Plano Senior High School Is Sending Its Graduates Into The Real World With A Horrible Final Lesson.
It’s graduation week for high schools. Thousands and thousands of high school students are prepared to walk across the stage in an achievement 13 years in the making.
It’s an exciting time. It’s the door to adulthood and the first steps for many of these youths into independence. This weekend, kids across the region will put on their fancy clothes, wear their ever-so-awkward-looking robes, don their graduation caps and, if they have worked hard enough for it, wear various regalia that will depict their achievements in school for grades or clubs.
That is, except if they go to Plano Senior High School. They have a different policy there: At PSHS, it doesn’t matter if students have worked hard on their grades for four years, made National Honor Society, kept up with the required community service hours every year and are excited to wear the NHS regalia; nope, sorry, their new graduation rules say that no graduating senior is allowed to wear any regalia at all. Their reasoning is that everyone should feel included.

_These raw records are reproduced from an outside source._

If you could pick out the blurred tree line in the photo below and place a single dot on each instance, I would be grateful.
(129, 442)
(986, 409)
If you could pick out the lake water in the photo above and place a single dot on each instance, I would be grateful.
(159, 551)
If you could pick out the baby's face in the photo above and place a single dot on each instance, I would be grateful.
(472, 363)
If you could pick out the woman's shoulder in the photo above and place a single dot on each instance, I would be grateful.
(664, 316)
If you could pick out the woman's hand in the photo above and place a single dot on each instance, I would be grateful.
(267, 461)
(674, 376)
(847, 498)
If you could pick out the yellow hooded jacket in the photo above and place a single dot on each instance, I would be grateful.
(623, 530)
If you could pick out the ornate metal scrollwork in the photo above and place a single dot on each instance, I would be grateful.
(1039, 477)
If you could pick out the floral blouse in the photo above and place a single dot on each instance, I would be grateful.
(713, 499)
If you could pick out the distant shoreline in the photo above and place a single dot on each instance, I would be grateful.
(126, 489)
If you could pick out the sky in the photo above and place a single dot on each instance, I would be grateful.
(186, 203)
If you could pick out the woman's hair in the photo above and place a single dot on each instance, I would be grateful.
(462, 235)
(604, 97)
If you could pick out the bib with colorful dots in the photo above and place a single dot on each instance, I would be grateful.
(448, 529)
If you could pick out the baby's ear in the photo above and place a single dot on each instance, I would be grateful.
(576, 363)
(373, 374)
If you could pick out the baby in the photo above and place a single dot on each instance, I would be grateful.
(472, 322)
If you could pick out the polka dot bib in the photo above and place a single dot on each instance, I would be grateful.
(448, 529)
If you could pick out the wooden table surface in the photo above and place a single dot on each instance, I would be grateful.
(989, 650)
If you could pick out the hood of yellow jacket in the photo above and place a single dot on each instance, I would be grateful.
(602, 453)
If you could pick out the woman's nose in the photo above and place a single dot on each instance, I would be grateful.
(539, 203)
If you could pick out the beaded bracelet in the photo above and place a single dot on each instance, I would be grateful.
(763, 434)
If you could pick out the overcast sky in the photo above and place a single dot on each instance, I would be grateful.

So, hey, screw you honor students who worked your asses off to maintain a high GPA and hit your service-hour goals. Can’t make this other guy feel excluded because he didn’t care as much!
When adults complain about millennials not wanting to work hard or needing affirmation for their slightest efforts or living with their parents until they’re 30, think back to this. This right here is the problem. The reason why these young adults feel the need to be praised for everything they do later in life is because this is how they’ve been brought up. And there’s no denying that, either: This policy didn’t come out of nowhere; some parent or student complained loudly enough about feeling excluded during graduation because they didn’t have regalia to wear, and administrators caved to their requests.
To that, we say get over it and word harder.
Hate to break it to you kids and parents out there, but the real adult world isn’t as nice as this. You will lose sometimes in life. You won’t always get the job or promotion you want. And y’know what? That’s OK! You’ll survive these hurdles, I promise. You’ll probably even come out the other side a better person for it.
Alas, that’s a lesson that the “everyone gets a trophy” movement doesn’t teach. Honestly, this whole situation has long been out of control. I can maybe understand not wanting to hurt a five-year-old’s feelings as they poorly attempted to play soccer for a season, but 18-year-olds? Eventually, these kids have to learn that life isn’t fair, that not everyone wins and that, at some point, you’ll be the loser.
Deal with it!
Lest I’m not being clear, allow me to speak in no uncertain terms. Hey, Plano Senior High School: You’re the problem here. When these kids can’t stand on their own because their boss is asking more of them or because they can’t handle not being include in some trivial thing, it’s going to be a directly the result of this kind of piss-poor guidance you’re giving your students.
As for the students? I hope they rebel. I hope that they show off their hard-earned regalia. I hope that they stand up to the man. For one thing, they deserve it. And, for another, it’ll maybe teach PSHS a lesson that it so badly needs to be taught — that, in the real world, hard work and diligence does reap rewards.